Since opening, the team has introduced new software to optimise the building’s storage space and opened a dedicated central storage area – a game-changing development by enabling of commonly used items to be bought in bulk.

“You’re getting a better rate” says Steve. “Instead of individuals buying one box of gloves at a time, we enable them to buy boxes in bulk, which results in associated savings for everyone [across the institution] using those items”.  

Steve Shine

As well as lowering inventory costs, the Hub has also enabled a reduction in the total number of journeys for shipments – which, together with the team’s utilisation of electric vehicles and bicycles for deliveries, has worked to support both UCL's Sustainability Strategy and the Camden Safety Policy. 


Finding new purposes for existing spaces

The Hub was completed in November 2022, following a refurbishment project unlocking some 185m2 of derelict space. "This was a massive program of works that went on for some eight years", says Steve. "We took an old disused part of the building – one of those corners that no one ever sees – and refurbished the whole area”.   

The Logistics Hub team

Initially, the Logistics Hub began operating even before its official completion, with the Covid-19 pandemic driving the Logistics Team’s duty to support delivery needs across site.

With UCL’s campus relatively unoccupied but orders continuing to arrive, the team assumed responsibility for managing incoming packages – whilst simultaneously putting the finishing touches on their Hub's physical construction. “We brought all our plans forward by a year”, recalls Steve; “we weren't really ready for it, but there was no one on campus to accept deliveries, so we quickly became that central hub, even before the building was finished”.  

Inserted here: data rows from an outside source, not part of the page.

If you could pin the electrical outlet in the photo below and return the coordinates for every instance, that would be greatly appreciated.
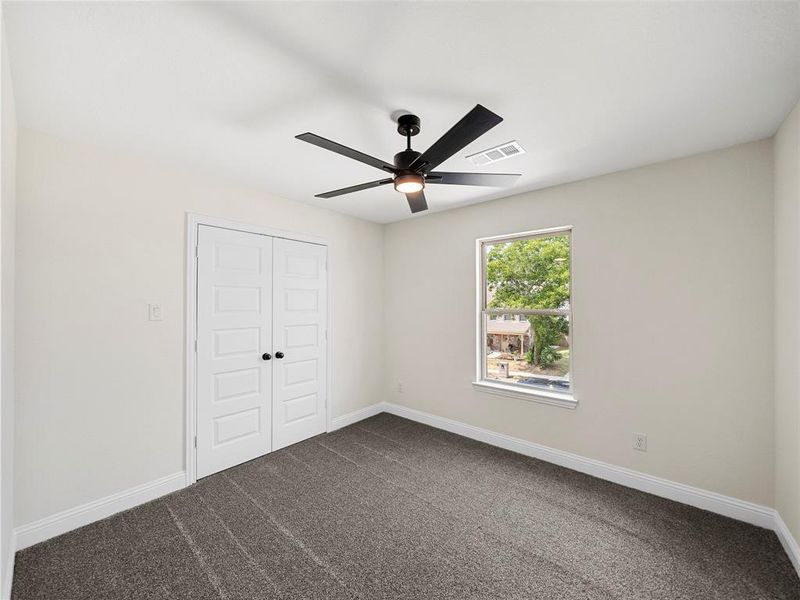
(155, 312)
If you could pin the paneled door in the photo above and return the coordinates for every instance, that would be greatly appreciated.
(300, 338)
(234, 337)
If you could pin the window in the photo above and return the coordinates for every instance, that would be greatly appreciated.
(525, 316)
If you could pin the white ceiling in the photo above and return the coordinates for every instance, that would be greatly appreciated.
(586, 88)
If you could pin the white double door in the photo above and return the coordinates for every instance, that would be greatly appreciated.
(261, 345)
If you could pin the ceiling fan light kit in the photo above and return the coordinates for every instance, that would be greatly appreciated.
(412, 170)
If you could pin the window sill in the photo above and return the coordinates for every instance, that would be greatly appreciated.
(531, 395)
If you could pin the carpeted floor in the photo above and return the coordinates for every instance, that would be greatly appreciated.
(388, 508)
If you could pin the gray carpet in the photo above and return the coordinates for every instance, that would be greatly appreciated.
(388, 508)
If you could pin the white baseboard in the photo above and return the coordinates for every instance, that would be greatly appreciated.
(711, 501)
(787, 540)
(44, 529)
(356, 416)
(762, 516)
(8, 571)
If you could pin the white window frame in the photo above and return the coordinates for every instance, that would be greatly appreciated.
(530, 393)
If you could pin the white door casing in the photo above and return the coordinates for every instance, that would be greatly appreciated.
(234, 329)
(300, 333)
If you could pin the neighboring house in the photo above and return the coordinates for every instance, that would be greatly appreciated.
(511, 336)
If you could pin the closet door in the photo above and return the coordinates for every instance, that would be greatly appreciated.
(299, 339)
(234, 331)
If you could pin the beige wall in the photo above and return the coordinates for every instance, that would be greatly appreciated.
(673, 300)
(787, 323)
(100, 388)
(8, 132)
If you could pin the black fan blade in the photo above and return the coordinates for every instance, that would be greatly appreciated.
(313, 138)
(486, 179)
(472, 126)
(355, 188)
(416, 201)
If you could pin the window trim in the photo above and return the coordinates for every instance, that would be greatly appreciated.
(529, 393)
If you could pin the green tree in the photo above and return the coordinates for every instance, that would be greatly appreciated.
(533, 274)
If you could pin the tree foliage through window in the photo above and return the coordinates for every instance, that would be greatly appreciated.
(533, 274)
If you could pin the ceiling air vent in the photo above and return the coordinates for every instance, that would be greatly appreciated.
(495, 154)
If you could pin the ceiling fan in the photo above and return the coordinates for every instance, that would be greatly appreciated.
(412, 170)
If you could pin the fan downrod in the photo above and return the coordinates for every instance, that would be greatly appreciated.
(408, 125)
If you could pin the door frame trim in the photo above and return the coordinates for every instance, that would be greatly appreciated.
(193, 221)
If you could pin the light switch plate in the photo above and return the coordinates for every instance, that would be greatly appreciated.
(155, 312)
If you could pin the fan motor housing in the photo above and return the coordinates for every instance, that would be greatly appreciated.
(403, 160)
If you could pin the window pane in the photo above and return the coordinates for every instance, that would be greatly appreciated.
(531, 351)
(528, 273)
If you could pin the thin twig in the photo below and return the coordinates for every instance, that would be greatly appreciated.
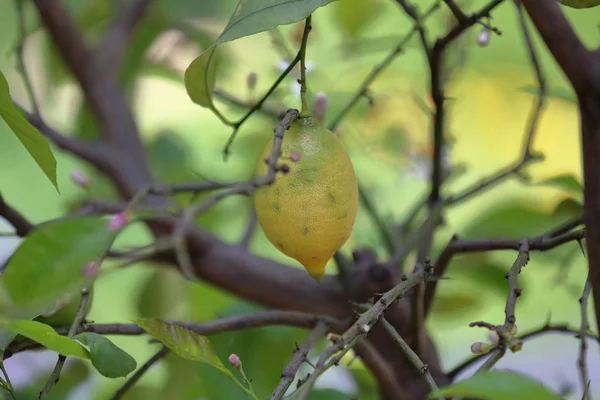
(584, 327)
(362, 89)
(513, 285)
(114, 44)
(437, 92)
(527, 155)
(251, 226)
(492, 360)
(544, 330)
(21, 57)
(225, 324)
(7, 383)
(16, 219)
(410, 354)
(258, 105)
(304, 110)
(264, 108)
(382, 226)
(79, 318)
(140, 372)
(456, 246)
(299, 357)
(360, 328)
(244, 188)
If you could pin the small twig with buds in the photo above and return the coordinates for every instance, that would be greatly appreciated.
(245, 188)
(363, 88)
(300, 57)
(412, 356)
(584, 327)
(344, 343)
(162, 353)
(508, 330)
(299, 357)
(236, 363)
(79, 318)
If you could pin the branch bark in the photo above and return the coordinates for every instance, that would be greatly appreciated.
(582, 68)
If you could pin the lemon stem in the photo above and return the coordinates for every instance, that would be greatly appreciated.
(304, 111)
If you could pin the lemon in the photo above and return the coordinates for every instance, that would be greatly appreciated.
(308, 212)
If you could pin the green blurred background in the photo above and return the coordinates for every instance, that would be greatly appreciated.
(389, 145)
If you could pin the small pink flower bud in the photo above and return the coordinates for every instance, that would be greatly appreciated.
(251, 80)
(79, 178)
(484, 37)
(117, 221)
(516, 346)
(320, 106)
(235, 361)
(90, 270)
(493, 337)
(480, 348)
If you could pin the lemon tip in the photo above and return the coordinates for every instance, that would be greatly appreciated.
(317, 276)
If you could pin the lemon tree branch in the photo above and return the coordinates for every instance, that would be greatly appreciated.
(304, 111)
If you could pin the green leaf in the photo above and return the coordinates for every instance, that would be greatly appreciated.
(47, 265)
(565, 182)
(557, 92)
(183, 342)
(35, 143)
(107, 358)
(498, 385)
(47, 337)
(567, 208)
(200, 78)
(580, 3)
(512, 220)
(354, 15)
(254, 16)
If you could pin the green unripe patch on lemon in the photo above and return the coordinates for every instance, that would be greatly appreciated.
(308, 213)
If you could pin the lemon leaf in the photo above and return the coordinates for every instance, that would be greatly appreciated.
(33, 141)
(200, 78)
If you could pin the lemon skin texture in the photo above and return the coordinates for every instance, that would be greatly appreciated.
(64, 317)
(308, 213)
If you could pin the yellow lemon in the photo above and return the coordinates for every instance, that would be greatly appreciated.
(308, 213)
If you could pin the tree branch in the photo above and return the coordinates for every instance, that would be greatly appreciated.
(412, 356)
(361, 327)
(583, 330)
(362, 90)
(437, 92)
(162, 353)
(456, 246)
(225, 324)
(106, 101)
(116, 38)
(300, 356)
(544, 330)
(77, 321)
(16, 219)
(582, 68)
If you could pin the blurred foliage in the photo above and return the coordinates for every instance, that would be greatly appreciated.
(387, 134)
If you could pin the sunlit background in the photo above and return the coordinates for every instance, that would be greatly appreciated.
(492, 90)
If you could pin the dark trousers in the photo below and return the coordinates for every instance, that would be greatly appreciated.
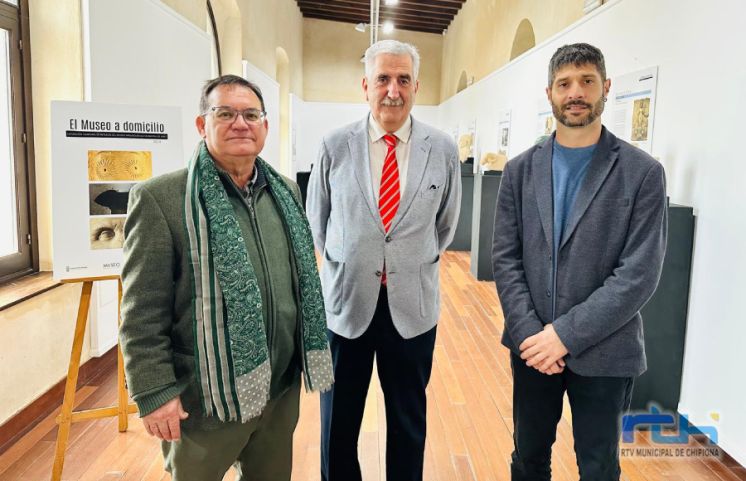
(404, 367)
(597, 405)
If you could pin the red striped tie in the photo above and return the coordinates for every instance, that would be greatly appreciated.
(389, 197)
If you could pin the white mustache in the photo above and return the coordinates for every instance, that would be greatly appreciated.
(387, 102)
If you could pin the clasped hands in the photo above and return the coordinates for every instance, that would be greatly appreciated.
(544, 351)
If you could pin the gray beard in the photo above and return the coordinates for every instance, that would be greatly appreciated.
(596, 111)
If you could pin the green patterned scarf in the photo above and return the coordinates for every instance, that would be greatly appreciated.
(231, 353)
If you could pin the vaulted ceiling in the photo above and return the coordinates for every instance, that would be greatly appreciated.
(432, 16)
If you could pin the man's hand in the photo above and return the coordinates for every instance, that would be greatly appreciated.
(544, 351)
(165, 422)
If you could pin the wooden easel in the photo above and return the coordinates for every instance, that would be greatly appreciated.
(67, 416)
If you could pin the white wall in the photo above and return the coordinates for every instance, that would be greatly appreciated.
(312, 120)
(271, 93)
(701, 99)
(140, 52)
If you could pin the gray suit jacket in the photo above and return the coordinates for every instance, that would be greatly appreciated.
(609, 259)
(347, 229)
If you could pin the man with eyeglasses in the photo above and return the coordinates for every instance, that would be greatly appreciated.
(222, 306)
(383, 201)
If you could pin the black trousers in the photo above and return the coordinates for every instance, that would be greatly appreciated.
(404, 367)
(597, 405)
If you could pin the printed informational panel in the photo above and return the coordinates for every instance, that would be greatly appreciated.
(99, 152)
(545, 121)
(633, 107)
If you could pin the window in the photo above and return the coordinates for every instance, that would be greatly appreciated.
(18, 251)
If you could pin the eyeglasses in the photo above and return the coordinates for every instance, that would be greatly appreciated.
(228, 115)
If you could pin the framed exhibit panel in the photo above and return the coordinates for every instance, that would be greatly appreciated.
(632, 100)
(99, 152)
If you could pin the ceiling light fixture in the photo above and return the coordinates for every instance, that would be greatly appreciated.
(386, 27)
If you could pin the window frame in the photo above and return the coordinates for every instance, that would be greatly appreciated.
(15, 20)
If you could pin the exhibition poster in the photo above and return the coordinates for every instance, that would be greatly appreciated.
(99, 152)
(632, 107)
(544, 120)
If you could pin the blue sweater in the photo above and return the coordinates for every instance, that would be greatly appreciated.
(569, 166)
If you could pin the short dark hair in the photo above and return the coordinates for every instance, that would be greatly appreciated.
(576, 54)
(233, 80)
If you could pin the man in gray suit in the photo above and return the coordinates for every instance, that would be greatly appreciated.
(383, 201)
(580, 234)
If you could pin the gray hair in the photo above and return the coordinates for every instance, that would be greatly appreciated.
(392, 47)
(230, 80)
(576, 54)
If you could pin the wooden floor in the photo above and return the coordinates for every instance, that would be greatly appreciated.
(469, 417)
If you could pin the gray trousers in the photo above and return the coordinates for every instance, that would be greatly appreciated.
(261, 449)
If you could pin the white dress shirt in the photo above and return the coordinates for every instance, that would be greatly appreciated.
(378, 149)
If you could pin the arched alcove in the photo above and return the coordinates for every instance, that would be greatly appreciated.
(524, 39)
(462, 82)
(282, 76)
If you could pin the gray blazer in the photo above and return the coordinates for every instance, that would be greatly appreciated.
(609, 259)
(347, 229)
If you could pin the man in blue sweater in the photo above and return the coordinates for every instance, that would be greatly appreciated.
(580, 235)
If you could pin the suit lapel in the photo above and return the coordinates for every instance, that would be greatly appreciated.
(543, 187)
(603, 160)
(419, 153)
(360, 155)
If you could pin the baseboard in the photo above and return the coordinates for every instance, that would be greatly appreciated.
(104, 347)
(28, 417)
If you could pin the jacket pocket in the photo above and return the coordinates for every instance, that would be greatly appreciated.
(333, 283)
(429, 291)
(431, 191)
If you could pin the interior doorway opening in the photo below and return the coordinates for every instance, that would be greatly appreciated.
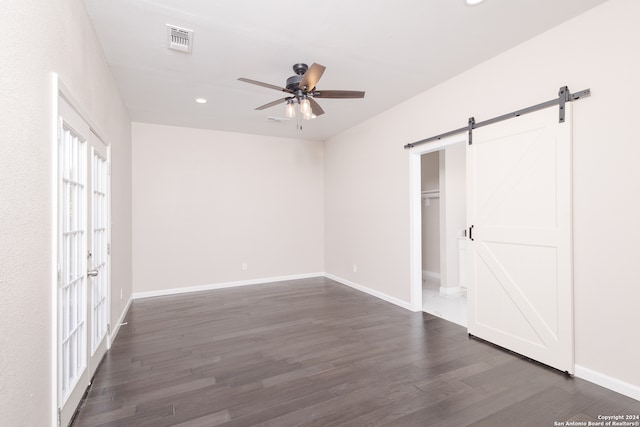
(443, 206)
(438, 224)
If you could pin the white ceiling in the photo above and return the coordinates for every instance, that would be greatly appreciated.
(390, 49)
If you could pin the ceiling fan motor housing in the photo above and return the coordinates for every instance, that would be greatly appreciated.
(293, 82)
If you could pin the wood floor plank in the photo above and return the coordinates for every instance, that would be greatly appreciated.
(313, 352)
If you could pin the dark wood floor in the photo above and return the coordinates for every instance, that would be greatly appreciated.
(316, 353)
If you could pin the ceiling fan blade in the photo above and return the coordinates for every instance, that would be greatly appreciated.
(338, 94)
(315, 107)
(267, 85)
(311, 77)
(271, 104)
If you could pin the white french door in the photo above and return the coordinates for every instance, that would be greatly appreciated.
(520, 291)
(83, 263)
(98, 259)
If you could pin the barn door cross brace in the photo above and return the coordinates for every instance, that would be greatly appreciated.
(564, 96)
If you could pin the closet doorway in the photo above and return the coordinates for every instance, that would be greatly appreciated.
(440, 193)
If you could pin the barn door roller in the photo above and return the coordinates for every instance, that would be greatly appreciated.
(564, 96)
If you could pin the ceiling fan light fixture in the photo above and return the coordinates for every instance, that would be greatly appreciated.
(305, 108)
(290, 109)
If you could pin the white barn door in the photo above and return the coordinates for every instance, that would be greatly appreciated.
(520, 290)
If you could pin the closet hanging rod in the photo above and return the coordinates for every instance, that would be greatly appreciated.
(564, 96)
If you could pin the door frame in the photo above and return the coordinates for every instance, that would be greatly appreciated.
(58, 90)
(415, 211)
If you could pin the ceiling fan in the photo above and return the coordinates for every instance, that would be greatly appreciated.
(302, 90)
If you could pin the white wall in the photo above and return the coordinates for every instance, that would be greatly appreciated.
(367, 180)
(205, 202)
(40, 38)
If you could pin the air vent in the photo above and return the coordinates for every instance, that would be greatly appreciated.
(179, 38)
(278, 119)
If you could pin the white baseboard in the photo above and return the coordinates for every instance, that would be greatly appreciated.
(450, 291)
(619, 386)
(209, 287)
(430, 275)
(116, 328)
(377, 294)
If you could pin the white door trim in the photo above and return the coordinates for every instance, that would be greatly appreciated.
(415, 212)
(58, 90)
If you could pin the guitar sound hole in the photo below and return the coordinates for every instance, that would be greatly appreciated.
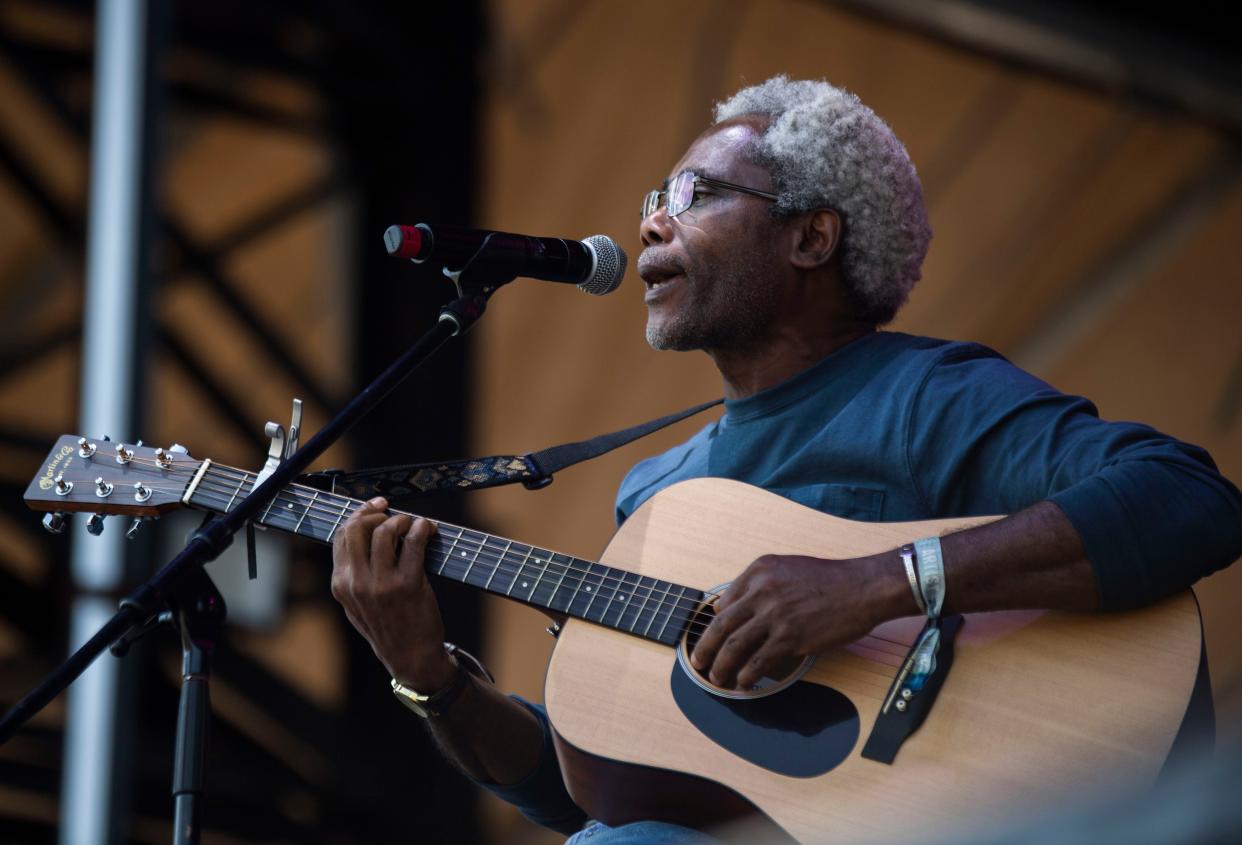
(778, 680)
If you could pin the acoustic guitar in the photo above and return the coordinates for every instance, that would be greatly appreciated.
(1037, 708)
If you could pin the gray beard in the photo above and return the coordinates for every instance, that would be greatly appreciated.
(738, 315)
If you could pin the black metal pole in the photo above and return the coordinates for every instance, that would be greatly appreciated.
(200, 615)
(216, 536)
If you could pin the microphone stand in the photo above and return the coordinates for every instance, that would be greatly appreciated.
(184, 588)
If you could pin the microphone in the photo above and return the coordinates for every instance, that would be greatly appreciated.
(596, 265)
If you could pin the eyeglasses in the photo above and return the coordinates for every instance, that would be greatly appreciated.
(681, 193)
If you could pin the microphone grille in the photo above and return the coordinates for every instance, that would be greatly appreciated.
(610, 262)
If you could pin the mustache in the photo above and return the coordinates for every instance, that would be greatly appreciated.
(656, 262)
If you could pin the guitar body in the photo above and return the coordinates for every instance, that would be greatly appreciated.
(1038, 707)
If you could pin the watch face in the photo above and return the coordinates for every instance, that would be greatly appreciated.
(412, 700)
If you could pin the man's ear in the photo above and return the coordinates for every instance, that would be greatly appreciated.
(816, 239)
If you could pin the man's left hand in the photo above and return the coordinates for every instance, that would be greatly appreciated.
(788, 607)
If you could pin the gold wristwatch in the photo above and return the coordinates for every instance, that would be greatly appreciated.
(439, 702)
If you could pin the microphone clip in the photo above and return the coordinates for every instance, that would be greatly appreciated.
(476, 281)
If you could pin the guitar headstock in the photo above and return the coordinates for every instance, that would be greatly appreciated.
(111, 479)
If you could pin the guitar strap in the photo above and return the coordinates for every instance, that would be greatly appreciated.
(406, 482)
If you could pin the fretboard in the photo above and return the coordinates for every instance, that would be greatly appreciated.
(636, 604)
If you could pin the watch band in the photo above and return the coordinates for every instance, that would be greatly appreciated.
(439, 702)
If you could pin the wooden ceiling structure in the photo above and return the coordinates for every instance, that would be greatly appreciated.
(1083, 177)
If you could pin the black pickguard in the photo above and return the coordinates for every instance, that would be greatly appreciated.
(801, 732)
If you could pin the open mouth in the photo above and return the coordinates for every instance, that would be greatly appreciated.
(658, 283)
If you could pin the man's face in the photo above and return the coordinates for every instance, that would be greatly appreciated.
(712, 272)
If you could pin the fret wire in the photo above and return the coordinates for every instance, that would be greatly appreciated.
(676, 605)
(340, 516)
(523, 563)
(581, 580)
(595, 592)
(632, 593)
(656, 614)
(543, 570)
(552, 599)
(584, 573)
(234, 497)
(497, 567)
(642, 608)
(472, 561)
(581, 573)
(448, 553)
(304, 512)
(604, 616)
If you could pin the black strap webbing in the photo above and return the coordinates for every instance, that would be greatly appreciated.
(535, 470)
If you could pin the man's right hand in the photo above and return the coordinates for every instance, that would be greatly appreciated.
(378, 577)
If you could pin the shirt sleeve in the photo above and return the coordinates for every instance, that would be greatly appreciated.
(1153, 512)
(542, 795)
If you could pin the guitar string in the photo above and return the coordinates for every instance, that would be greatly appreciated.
(334, 515)
(512, 563)
(516, 563)
(292, 495)
(503, 562)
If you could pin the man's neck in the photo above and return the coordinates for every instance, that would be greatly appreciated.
(747, 372)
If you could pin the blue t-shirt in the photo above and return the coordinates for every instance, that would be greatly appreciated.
(897, 428)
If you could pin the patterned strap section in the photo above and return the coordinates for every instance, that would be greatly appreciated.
(404, 484)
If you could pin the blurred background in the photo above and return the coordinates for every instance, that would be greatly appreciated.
(1081, 163)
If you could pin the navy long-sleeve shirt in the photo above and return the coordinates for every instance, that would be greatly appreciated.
(897, 428)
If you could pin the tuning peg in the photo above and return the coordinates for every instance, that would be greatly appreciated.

The Hub’s results are a collaborative effort across multiple Faculties, Departments and central teams within Campus Experience, with the number of partnerships growing through word of mouth. Logistics Manager Kayleigh Sturt comments that Department teams will hear of improved changes from other staff; “Then they ask us – ‘can we get involved too?’”. 

The Logistics Hub team
The team's received positive feedback from staff from across UCL; "I would love to commend each and every person I have dealt with" reflects Pro-Provost (Bicentennial) Professor Dame Hazel Genn; "staff have been unfailingly polite and helpful. As a long time UCL staff member I can tell you that in the past this was not always the case and the change of approach is both conspicuous and very pleasing. It gives me confidence that we are projecting an approach to the UCL community and visitors that is positive and welcoming". "Customer care from the courier team is incredible" agrees Georgie Perry; "they have always been able to help with all queries".

Ramping up operations

In recent months, the Logistics staff have collaborated with teams from all across UCL, including in the Cruciform, Queens Square House, Oriel, UCL East, and the Royal Free Medical School. Feedback on their organised logistics support has been positive; "The team are really nice and if you need anything, they are very helpful", reflects Diane Davis, Faculty Operations Administrator at UCL Engineering. 

Looking ahead, a key project on the horizon involves developing an online inventory system to streamline the ordering process, a “one-stop-shop”, Kayleigh calls it, for departmental needs.  

Reflecting on the project, Steve says, “To say that, at the end of the day, we’re able to help [people] in their work, that’s a big achievement. Not everyone is big on change, and this project fundamentally changed the way that many of our departments worked. But what's happened was – and why project is escalating so quickly – is that once people have seen it working, and more and more people hear about it and approach us, it just gets bigger."